Abstract

The triad is the skeletal muscle substructure responsible for excitation–contraction coupling by regulation of intracellular calcium homeostasis. A rapidly growing list of skeletal myopathies are caused by gene mutations in components of the triad (CASQ1, STIM1 and ORAI1), but the clinical and molecular features of these diseases are still largely unknown. We collected the clinical, radiological, molecular and histopathological features of patients with mutations in CASQ1, STIM1 and ORAI1 genes diagnosed at Padova neuromuscular center. Thirty patients were identified: 18 CASQ1-mutated, all but one sharing the same mutation; 10 STIM1 from a single family; 2 unrelated ORAI1. CASQ1 patients presented in the 5th decade with exercise intolerance, myalgias, rhabdomyolysis and late moderate lower limb proximal weakness.
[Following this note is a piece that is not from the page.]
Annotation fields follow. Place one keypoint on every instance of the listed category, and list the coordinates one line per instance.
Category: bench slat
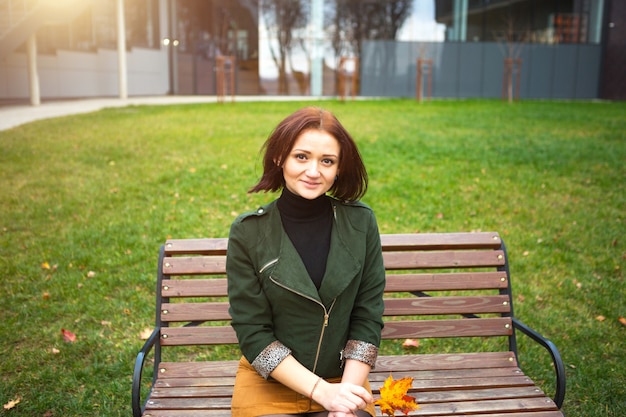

STIM1 patients presented early onset, proximal greater than distal muscle weakness and progression over time. ORAI1 patients presented exercise intolerance and myalgias. Muscle MRI of CASQ1 patients (n = 10) showed a peculiar pattern of fibro-fatty substitution (asymmetric involvement of anterior > posterior thigh and posterior leg). STIM1 patients' MRI (n = 7) showed a homogeneous pattern of substitution with a posterior-to-anterior gradient. Muscle histopathology showed in all p.Asp244Gly CASQ1 patients large optically empty vacuoles, positive to sarcoplasmic reticulum protein. STIM1 and ORAI1 patients showed typical tubular aggregates (TAs) defined histopathological. The patient presenting the novel CASQ1 mutation presented histopathological features resembling more to TA than to vascular CASQ1 pattern (NADH-positive debris). We present a large series of patients with calcium-related myopathy, caused by mutation of CASQ1, STIM1 and ORAI1. The diseases differ for clinical features (exercise intolerance vs. weakness; early vs. late onset; slow vs. rapid evolution) and histopathological pattern (TAs vs. vascular myopathy), but overlaps are frequent.